We are hitting a few walls with a CouchDB deployment and both Damien and I are a bit puzzled. This posting tries to attract someone with a clue to help us out. Our problems might result from not understanding the documentation correctly, but with evidently inaccurate material, we stand little chance
Long story short: We’ve got it all sorted out.

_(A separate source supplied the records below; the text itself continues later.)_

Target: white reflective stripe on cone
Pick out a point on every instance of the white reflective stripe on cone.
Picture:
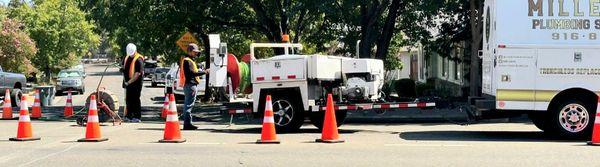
(172, 118)
(24, 118)
(93, 119)
(268, 120)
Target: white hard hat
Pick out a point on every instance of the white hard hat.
(131, 49)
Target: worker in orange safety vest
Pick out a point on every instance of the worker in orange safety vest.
(189, 79)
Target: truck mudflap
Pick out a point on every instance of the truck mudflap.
(370, 106)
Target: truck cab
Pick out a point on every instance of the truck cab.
(541, 58)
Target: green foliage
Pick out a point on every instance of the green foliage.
(16, 48)
(61, 31)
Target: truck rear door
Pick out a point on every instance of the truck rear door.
(489, 49)
(288, 68)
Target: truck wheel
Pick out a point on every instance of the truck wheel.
(16, 97)
(287, 114)
(572, 119)
(317, 118)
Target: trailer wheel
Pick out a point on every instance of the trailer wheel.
(287, 113)
(317, 118)
(572, 119)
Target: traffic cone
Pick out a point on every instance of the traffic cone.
(165, 109)
(268, 134)
(330, 131)
(36, 109)
(7, 108)
(92, 132)
(24, 132)
(596, 130)
(172, 133)
(69, 106)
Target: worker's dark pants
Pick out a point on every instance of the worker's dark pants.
(132, 102)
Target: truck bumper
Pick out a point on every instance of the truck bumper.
(483, 103)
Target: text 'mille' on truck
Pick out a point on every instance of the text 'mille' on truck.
(299, 85)
(541, 57)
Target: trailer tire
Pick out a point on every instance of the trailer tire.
(287, 112)
(572, 119)
(317, 118)
(16, 97)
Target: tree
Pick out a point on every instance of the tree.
(60, 30)
(16, 48)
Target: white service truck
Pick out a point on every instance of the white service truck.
(299, 85)
(542, 57)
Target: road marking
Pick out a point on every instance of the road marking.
(190, 143)
(427, 145)
(50, 155)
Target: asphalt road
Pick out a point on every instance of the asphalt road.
(491, 144)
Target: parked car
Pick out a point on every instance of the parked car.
(159, 76)
(149, 67)
(70, 80)
(79, 68)
(14, 83)
(172, 82)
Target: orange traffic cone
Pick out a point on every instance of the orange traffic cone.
(172, 132)
(165, 107)
(92, 132)
(7, 108)
(330, 131)
(69, 106)
(596, 131)
(36, 109)
(24, 132)
(268, 134)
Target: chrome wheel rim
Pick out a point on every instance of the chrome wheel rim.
(283, 112)
(574, 118)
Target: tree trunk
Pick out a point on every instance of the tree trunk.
(388, 30)
(476, 18)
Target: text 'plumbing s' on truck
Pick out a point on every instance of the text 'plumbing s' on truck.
(299, 85)
(542, 58)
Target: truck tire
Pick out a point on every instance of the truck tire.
(16, 97)
(317, 118)
(288, 113)
(572, 119)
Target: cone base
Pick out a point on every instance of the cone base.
(24, 139)
(267, 141)
(92, 140)
(329, 141)
(172, 141)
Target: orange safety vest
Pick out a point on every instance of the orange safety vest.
(132, 66)
(182, 78)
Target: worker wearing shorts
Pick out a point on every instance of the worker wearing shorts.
(189, 77)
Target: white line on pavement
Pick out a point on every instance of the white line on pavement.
(427, 145)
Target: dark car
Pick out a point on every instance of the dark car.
(159, 76)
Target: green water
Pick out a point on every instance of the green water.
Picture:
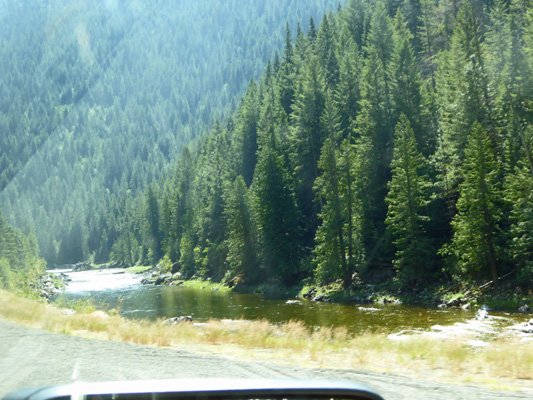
(134, 300)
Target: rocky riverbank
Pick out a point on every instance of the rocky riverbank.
(49, 284)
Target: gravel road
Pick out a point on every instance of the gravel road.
(32, 357)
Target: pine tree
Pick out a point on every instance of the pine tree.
(519, 195)
(406, 201)
(339, 248)
(152, 234)
(464, 98)
(474, 249)
(275, 209)
(241, 240)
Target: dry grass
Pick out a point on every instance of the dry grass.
(291, 342)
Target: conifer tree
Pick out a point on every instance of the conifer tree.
(339, 248)
(406, 201)
(275, 209)
(519, 195)
(242, 261)
(475, 248)
(152, 234)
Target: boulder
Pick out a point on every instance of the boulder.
(293, 302)
(177, 320)
(482, 314)
(524, 309)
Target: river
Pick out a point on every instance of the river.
(114, 289)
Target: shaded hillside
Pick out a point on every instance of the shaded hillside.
(97, 99)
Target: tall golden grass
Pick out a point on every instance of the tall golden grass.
(290, 343)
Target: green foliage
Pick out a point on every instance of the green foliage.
(98, 99)
(406, 201)
(475, 244)
(376, 137)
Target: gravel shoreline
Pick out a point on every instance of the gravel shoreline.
(33, 357)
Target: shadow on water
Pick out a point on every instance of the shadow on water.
(110, 289)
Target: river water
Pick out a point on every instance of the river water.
(124, 292)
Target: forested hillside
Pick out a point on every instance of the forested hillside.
(391, 142)
(97, 99)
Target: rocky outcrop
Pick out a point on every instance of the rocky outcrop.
(167, 279)
(49, 284)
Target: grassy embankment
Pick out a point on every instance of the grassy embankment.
(289, 343)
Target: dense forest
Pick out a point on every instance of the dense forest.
(97, 99)
(389, 142)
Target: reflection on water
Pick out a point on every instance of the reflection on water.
(111, 288)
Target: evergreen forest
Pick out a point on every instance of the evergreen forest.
(388, 141)
(97, 99)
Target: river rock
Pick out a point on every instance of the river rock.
(524, 309)
(177, 320)
(482, 314)
(293, 302)
(524, 327)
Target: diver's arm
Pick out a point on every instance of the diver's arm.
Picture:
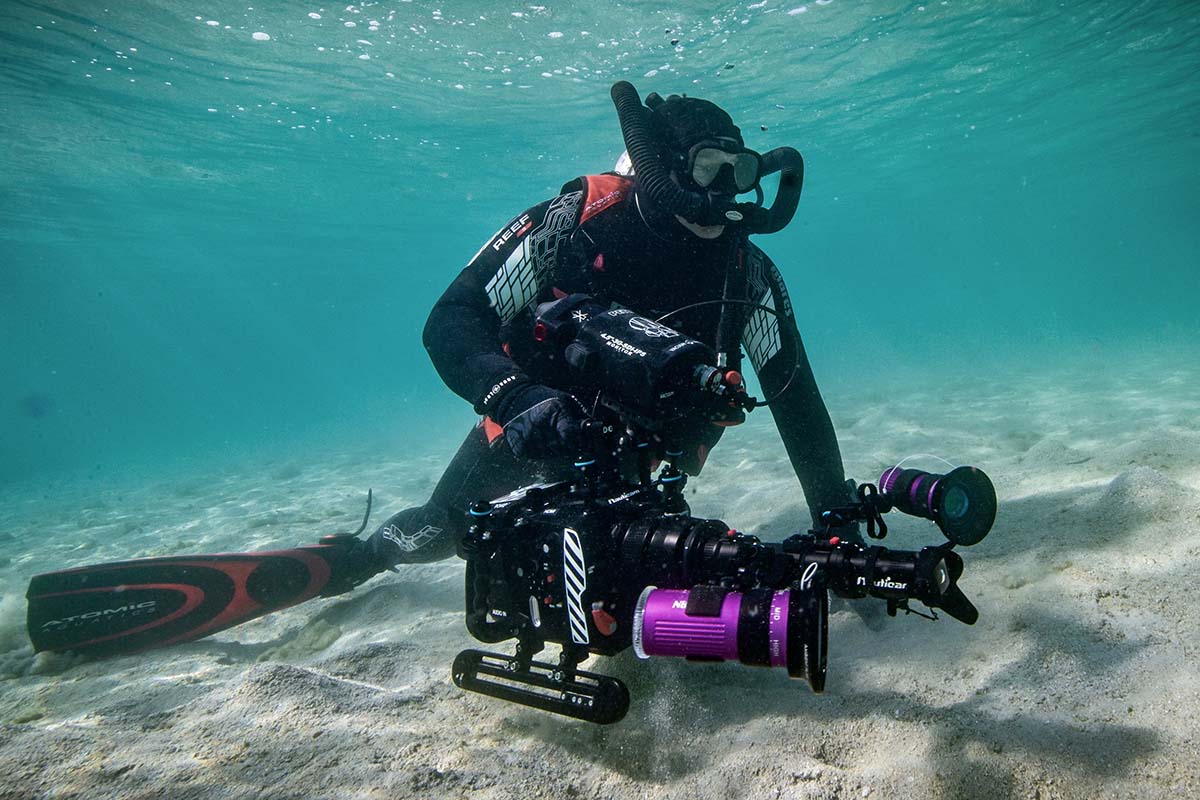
(774, 346)
(510, 272)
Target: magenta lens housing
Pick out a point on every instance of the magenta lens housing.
(759, 627)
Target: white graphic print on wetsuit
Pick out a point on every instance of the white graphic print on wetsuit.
(761, 336)
(409, 542)
(526, 270)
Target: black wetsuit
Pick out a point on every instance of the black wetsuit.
(594, 238)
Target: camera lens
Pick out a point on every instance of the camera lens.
(942, 577)
(759, 627)
(955, 503)
(963, 501)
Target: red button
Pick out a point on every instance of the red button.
(604, 621)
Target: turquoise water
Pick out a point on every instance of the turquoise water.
(222, 224)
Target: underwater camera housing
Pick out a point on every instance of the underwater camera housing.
(612, 558)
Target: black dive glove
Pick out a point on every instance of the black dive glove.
(540, 422)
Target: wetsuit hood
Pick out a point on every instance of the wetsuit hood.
(660, 137)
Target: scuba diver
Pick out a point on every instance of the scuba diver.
(666, 238)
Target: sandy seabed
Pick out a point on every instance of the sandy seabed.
(1080, 679)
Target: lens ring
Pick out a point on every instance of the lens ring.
(957, 503)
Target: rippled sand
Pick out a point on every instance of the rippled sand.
(1078, 681)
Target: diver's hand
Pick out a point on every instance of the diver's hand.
(540, 422)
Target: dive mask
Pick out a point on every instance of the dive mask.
(729, 170)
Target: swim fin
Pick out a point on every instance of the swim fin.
(131, 606)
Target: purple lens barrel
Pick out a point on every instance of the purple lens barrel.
(963, 501)
(760, 627)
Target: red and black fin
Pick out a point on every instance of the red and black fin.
(131, 606)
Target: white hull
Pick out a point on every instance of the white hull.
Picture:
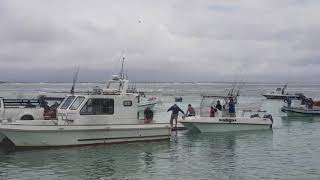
(301, 110)
(227, 124)
(39, 136)
(280, 96)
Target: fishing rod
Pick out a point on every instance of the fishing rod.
(75, 77)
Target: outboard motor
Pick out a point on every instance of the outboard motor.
(8, 145)
(269, 116)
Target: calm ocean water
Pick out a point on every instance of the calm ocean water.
(289, 151)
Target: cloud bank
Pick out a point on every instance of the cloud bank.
(267, 40)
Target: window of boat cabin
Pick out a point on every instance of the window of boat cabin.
(75, 105)
(127, 103)
(67, 103)
(98, 107)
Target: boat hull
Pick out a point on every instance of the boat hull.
(301, 111)
(280, 96)
(227, 124)
(46, 136)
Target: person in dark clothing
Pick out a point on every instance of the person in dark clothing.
(190, 111)
(174, 115)
(148, 115)
(218, 105)
(212, 111)
(232, 108)
(288, 100)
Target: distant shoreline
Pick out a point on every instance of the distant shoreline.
(164, 82)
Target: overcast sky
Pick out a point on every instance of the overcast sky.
(175, 40)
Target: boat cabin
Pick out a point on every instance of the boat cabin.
(99, 109)
(211, 100)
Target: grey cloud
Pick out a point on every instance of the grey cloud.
(163, 40)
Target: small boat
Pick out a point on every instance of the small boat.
(107, 116)
(301, 110)
(222, 122)
(280, 94)
(178, 99)
(306, 107)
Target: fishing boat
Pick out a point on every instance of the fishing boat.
(178, 99)
(222, 121)
(103, 116)
(281, 94)
(305, 107)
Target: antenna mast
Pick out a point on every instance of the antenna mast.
(121, 72)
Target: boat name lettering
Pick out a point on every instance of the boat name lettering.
(227, 120)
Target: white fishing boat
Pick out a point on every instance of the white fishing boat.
(281, 94)
(107, 116)
(301, 110)
(304, 107)
(222, 122)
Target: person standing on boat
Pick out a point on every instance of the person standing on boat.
(190, 111)
(232, 108)
(218, 105)
(213, 111)
(148, 115)
(288, 100)
(174, 115)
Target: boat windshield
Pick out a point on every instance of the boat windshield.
(67, 103)
(113, 85)
(75, 105)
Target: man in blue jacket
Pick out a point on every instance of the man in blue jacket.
(232, 108)
(174, 115)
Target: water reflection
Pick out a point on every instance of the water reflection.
(118, 160)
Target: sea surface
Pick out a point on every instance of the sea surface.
(291, 150)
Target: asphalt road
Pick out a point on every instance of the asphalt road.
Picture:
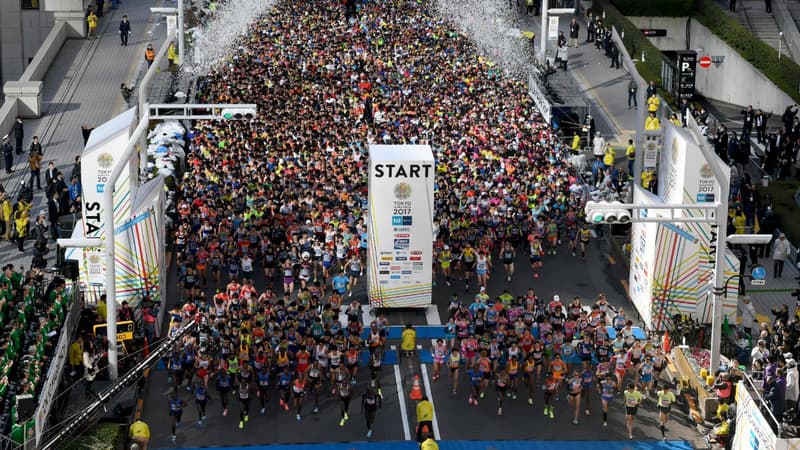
(562, 274)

Memory Hogging Spidermonkey
Sam Ruby relayed a hint by “a Mozilla Developer”. Invoking Spidermonkey with the -b parameter and a value of 1000000, we are able to keep the memory footprint constant. We haven’t measured how this impacts performance, though.
Crashing Erlang VM
#erlang on irc.freenode.org helped to clarify how heart is supposed to work. We interpreted the documentation as heart being a monitoring process that restarts the Erlang VM, when it crashes. That is not the case and totally wrong. Since heart is started from the Erlang VM (it is a child process in the process hierarchy), it cannot start a new VM when the old one crashes because the OS wipes out all child process before they can do anything.
What is heart good for then? Apparently, the Erlang VM can potentially get stuck (tip o’ the head to noss). I don’t know how often and under what circumstances that happens (I guess it is seldom and rare), but it can happen. Heart is designed to to check the VM’s health every now and then and launch a utility programme that takes care of the application restart.
A side note, the minimum timeout that heart allows for the Erlang VM to not respond to health checks is 11 seconds. The heart man page clearly states the fact, but heart behaves unintuitive when you specify, say, 10 seconds because you failed to differentiate between < and <=. Instead of defaulting to the lowest possible (11) value, it assumes the default value of 60 seconds which makes testers (me) think, nothing happens at all. Now this is clearly a PEBKAC and RTFM-type of error, but to be frank, the fine manual is not very approachable and I decided to fall back to heart.c to see how things actually work.
Automatically restarting CouchDB
Noah Slater pimped the script that launches CouchDB in a way that, if you want to, CouchDB gets restarted automatically, in case the Erlang process dies. This is quite nice. Since CouchDB takes almost no time to restart, you have a nearly uninterrupted service. We also have heart configured in a way that in case the Erlang VM gets stuck, it kills the VM process and nothing else. The launch script then detects that the process is gone and restarts it. This takes at least 11 seconds, as outlined above. If you need less, you need to hack heart.c.
Thanks to all who sent in suggestions and words of help.